Лев Лазаревич Шик: ... И действительно, к восьми часам вечера все разделы плана были составлены. Мы просидели еще час, все увязали, согласовали и разошлись. Осталось превосходное ощущение дельно, полезно и интересно проведенного времени».

Владимир Михайлович Хаютин: «Он очень болезненно относился к тому, что сам уже не имеет возможности работать над конкретными научными темами. Человек он скрытный, поэтому мало кто об этом догадывался, но мне это открылось при одном эпизоде. У нас в институте была американская делегация, я сопровождал ее по институту вместе с Василием Васильевичем и спросил одного из американских ученых:

— Кто вы по узкой специальности? Он беспечно ответил:

— Был терапевтом, а затем стал чиновником. Василия Васильевича в этот момент передернуло, и мне стало ясно, как он болезненно реагирует на слово «чиновник».

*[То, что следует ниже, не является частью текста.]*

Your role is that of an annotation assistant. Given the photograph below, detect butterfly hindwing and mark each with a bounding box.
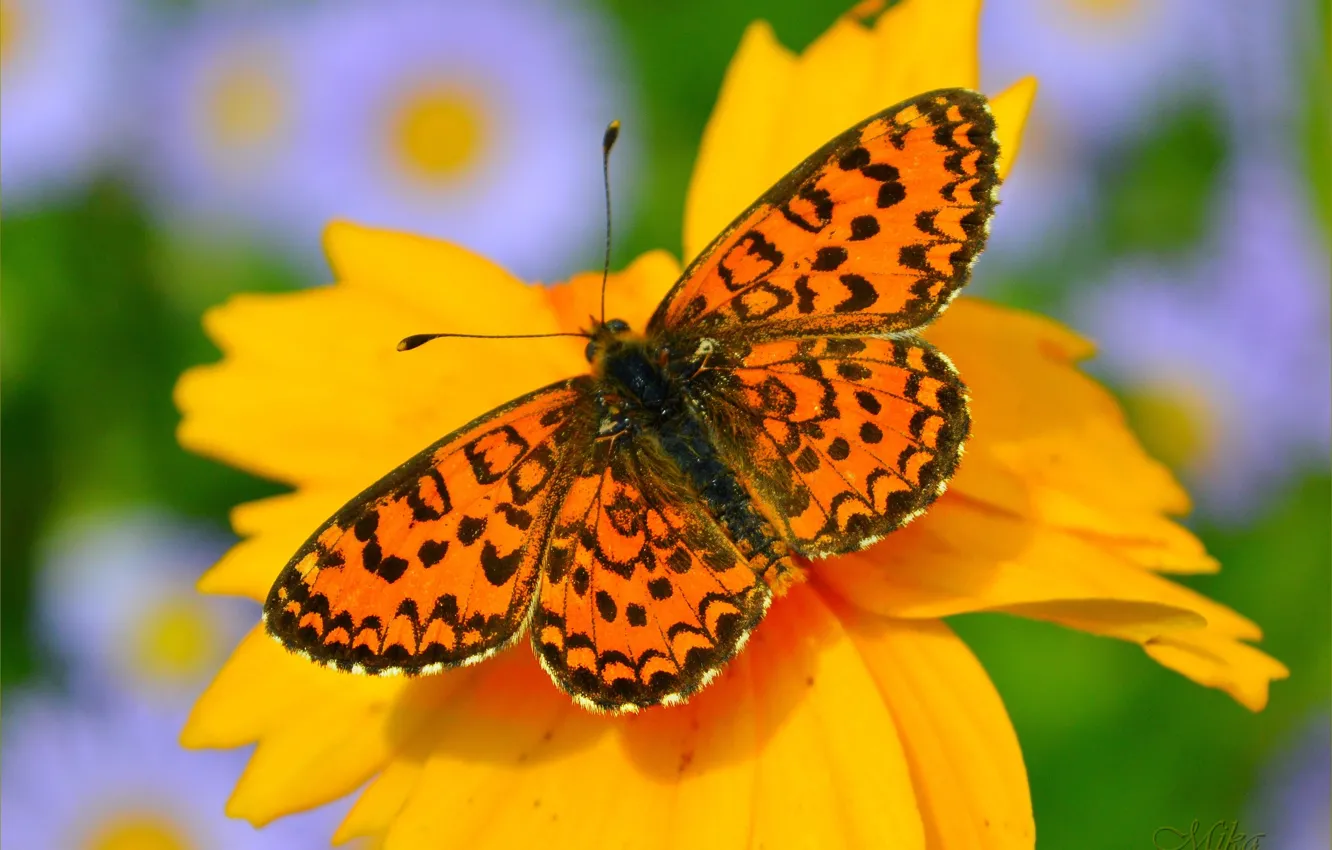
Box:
[694,334,970,556]
[531,436,771,710]
[264,377,593,673]
[649,89,999,340]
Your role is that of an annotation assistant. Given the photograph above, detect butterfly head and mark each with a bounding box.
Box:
[583,318,635,364]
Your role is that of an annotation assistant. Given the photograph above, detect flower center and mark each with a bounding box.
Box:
[204,53,286,163]
[1124,384,1213,469]
[0,0,23,67]
[1055,0,1142,25]
[81,813,194,850]
[392,85,486,183]
[131,598,222,681]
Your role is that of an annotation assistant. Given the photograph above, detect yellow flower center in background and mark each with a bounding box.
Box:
[81,814,196,850]
[0,0,23,67]
[131,597,222,681]
[390,85,486,183]
[1055,0,1143,27]
[204,51,288,165]
[1124,382,1215,469]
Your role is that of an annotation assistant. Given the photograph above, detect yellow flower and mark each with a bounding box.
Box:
[177,0,1285,850]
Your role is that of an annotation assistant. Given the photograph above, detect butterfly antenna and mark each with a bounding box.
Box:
[601,121,619,325]
[398,333,591,352]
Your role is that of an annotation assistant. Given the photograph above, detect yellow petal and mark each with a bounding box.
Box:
[815,494,1284,707]
[750,588,926,850]
[685,21,788,258]
[198,484,357,602]
[817,503,1261,639]
[333,758,421,845]
[1144,630,1289,711]
[926,298,1216,572]
[838,604,1036,850]
[367,588,924,850]
[990,77,1036,181]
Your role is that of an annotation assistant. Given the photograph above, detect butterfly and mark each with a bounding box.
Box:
[264,88,999,711]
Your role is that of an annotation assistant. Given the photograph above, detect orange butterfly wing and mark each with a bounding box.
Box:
[264,377,594,674]
[695,334,971,557]
[531,431,771,711]
[649,89,999,340]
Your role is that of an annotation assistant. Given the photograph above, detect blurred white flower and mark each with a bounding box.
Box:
[145,0,641,278]
[0,0,137,212]
[0,693,346,850]
[36,510,251,703]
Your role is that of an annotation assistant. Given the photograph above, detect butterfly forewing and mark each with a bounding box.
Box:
[531,440,771,710]
[697,334,970,556]
[649,89,999,340]
[264,89,999,710]
[264,377,594,673]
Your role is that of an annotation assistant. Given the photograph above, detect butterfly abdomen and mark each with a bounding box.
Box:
[605,346,790,583]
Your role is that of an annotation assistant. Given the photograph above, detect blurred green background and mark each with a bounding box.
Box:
[0,0,1332,850]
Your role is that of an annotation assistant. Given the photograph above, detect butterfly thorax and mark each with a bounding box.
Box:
[587,320,790,573]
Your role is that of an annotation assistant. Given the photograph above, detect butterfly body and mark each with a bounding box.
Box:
[264,89,999,711]
[589,326,791,573]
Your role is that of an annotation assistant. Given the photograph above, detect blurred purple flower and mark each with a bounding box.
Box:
[1245,714,1332,850]
[0,0,136,212]
[0,691,346,850]
[136,4,310,250]
[980,0,1220,147]
[980,0,1308,263]
[1072,157,1332,518]
[36,510,250,705]
[145,0,641,277]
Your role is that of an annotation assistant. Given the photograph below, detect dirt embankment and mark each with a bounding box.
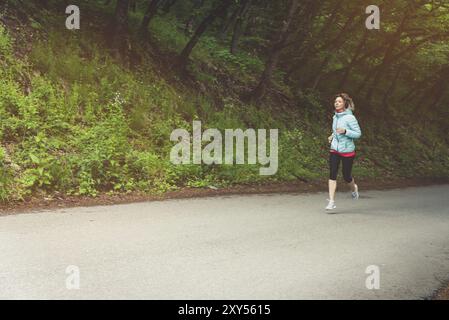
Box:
[0,178,449,216]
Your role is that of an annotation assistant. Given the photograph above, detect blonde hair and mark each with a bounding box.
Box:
[334,93,355,111]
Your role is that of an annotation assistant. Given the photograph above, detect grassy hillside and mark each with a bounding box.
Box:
[0,1,449,201]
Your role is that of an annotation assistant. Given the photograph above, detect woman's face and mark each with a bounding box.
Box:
[334,97,345,111]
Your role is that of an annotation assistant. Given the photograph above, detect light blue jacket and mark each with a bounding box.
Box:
[331,109,362,152]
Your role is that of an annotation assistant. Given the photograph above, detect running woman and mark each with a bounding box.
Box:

Однажды он завел меня к себе в кабинет и неожиданно спросил:

— Что вы думаете, если я откажусь от заведования лабораторией?

Я ответил:

— Думаю, что вы поступите правильно.

— А почему?

— По моему мнению, руководить большим институтом гораздо важнее, чем вести небольшую лабораторию, и, отказавшись от нее, вы сможете больше пользы приносить институту.

Но он так и не рискнул пойти на это.

Как уже отмечалось, Василий Васильевич никогда не набивался в соавторы к своим сотрудникам.

Помню, он вызвал меня и с присущим ему юмором сказал:

— Состоится научная конференция в Америке, у меня есть заграничный паспорт, а у вас материал, давайте объединимся!

Я согласился, написал доклад, но поставил только свою фамилию. Конечно, если бы Василий Васильевич доложил работу от имени нас обоих, я бы не протестовал. Но потом, в сборнике, доклад так и вышел за моей подписью, и лишь в сноске говорилось, что он был прочитан В. В. Париным».

Лев Лазаревич Шик: «Помню заседания редколлегии «БЭБиМ», как их вел Парин. Заседание редколлегии — это очень трудное и утомительное дело. За два часа надо вынести решение о 50—60 статьях. Каждой можно уделить лишь 2—3 минуты, и надо не ошибиться. Парин умел вести заседания так, что не говорилось ничего лишнего и в то же время в каждый пункт вносилась ясность, определенность, никакой приблизительности. Например, докладчик говорит: автор утверждает, что сумел решить такой-то вопрос; но рецензент с ним не согласен, утверждает, что вопрос решен неверно, и предлагает статью отклонить.